Pairwise sequence alignment is the basis of multiple sequence alignment and mainly divided into local alignment and global alignment. The former is to find and align the similar local region, and the latter is end-to-end alignment. A commonly used global alignment algorithm is the Needleman–Wunsch algorithm, which has become the basic algorithm that is used in many types of multiple sequence alignment software. The algorithm usually consists of two steps: one is calculating the states of the dynamic programming matrix; and the other is tracking back from the final state to the initial state of the dynamic programming matrix to obtain the solution of alignment. Time and space complexity of pairwise sequence alignment algorithms based on dynamic programming is O(l1l2), where l1 and l2 are the lengths of the two sequences to be aligned. Such overheads are acceptable for short sequences but not for sequences with more than several thousand sites. As a space-saving strategy of the dynamic programming algorithm, the Hirschberg algorithm is able to complete alignment by the space complexity of O(l) without any sacrifice of quality.

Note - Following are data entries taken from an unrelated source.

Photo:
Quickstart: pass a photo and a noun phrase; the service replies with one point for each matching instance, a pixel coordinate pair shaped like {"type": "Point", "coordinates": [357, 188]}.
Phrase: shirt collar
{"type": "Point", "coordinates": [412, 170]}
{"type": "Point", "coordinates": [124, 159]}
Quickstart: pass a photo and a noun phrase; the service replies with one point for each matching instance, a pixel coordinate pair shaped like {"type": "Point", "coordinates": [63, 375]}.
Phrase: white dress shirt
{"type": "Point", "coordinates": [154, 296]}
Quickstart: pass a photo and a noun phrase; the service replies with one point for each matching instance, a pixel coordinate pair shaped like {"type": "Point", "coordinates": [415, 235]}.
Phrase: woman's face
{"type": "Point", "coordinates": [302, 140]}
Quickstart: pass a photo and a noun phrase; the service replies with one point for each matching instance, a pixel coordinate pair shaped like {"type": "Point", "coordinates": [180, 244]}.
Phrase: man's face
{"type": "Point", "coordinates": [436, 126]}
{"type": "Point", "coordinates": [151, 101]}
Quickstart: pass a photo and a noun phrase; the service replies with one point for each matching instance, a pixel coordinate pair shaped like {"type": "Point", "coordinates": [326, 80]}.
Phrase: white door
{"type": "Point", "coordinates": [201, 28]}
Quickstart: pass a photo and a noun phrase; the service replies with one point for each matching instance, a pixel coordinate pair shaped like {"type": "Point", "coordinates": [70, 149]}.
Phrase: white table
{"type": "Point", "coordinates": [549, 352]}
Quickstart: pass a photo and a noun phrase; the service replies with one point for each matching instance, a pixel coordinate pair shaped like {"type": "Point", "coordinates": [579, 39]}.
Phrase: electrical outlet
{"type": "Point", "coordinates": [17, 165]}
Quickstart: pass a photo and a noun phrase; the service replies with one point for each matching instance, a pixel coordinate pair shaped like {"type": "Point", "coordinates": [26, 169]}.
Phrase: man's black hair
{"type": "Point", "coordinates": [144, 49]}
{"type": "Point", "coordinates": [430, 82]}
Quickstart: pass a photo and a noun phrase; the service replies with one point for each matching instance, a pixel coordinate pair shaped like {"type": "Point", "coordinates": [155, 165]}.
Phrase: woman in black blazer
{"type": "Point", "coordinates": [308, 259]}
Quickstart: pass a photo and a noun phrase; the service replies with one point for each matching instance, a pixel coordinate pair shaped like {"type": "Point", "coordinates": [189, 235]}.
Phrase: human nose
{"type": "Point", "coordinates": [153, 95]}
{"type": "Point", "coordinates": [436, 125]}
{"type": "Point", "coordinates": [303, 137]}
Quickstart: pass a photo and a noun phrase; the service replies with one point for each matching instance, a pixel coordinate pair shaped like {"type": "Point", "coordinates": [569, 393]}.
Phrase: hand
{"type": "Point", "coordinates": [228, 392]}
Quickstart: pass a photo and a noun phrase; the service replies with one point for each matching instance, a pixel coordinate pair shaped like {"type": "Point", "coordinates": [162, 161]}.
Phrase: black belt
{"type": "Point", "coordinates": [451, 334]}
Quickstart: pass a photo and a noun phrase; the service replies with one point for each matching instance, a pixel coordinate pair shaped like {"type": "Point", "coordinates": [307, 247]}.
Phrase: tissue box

heuristic alignment algorithms alignment scoring pairwise sequence alignment

1. Divide and Conquer

One of the heuristic methods is based on divide and conquer. In such methods, homologous segments (or seeds) are found and used as the “anchors” for the alignment. Each anchor point can divide the dynamic programming matrix into four sub-matrices located at the four corners. Backtracking always goes toward the upper left direction, and these anchors are regarded as the waypoints that the optimal path must pass; therefore, the sub-matrices located at the lower left and upper right are useless and naturally disregarded. When more anchor points distributed throughout the sequences are found, the scale of the dynamic programming matrix can be greatly reduced, thereby reducing the time and space complexity (Figure 1A).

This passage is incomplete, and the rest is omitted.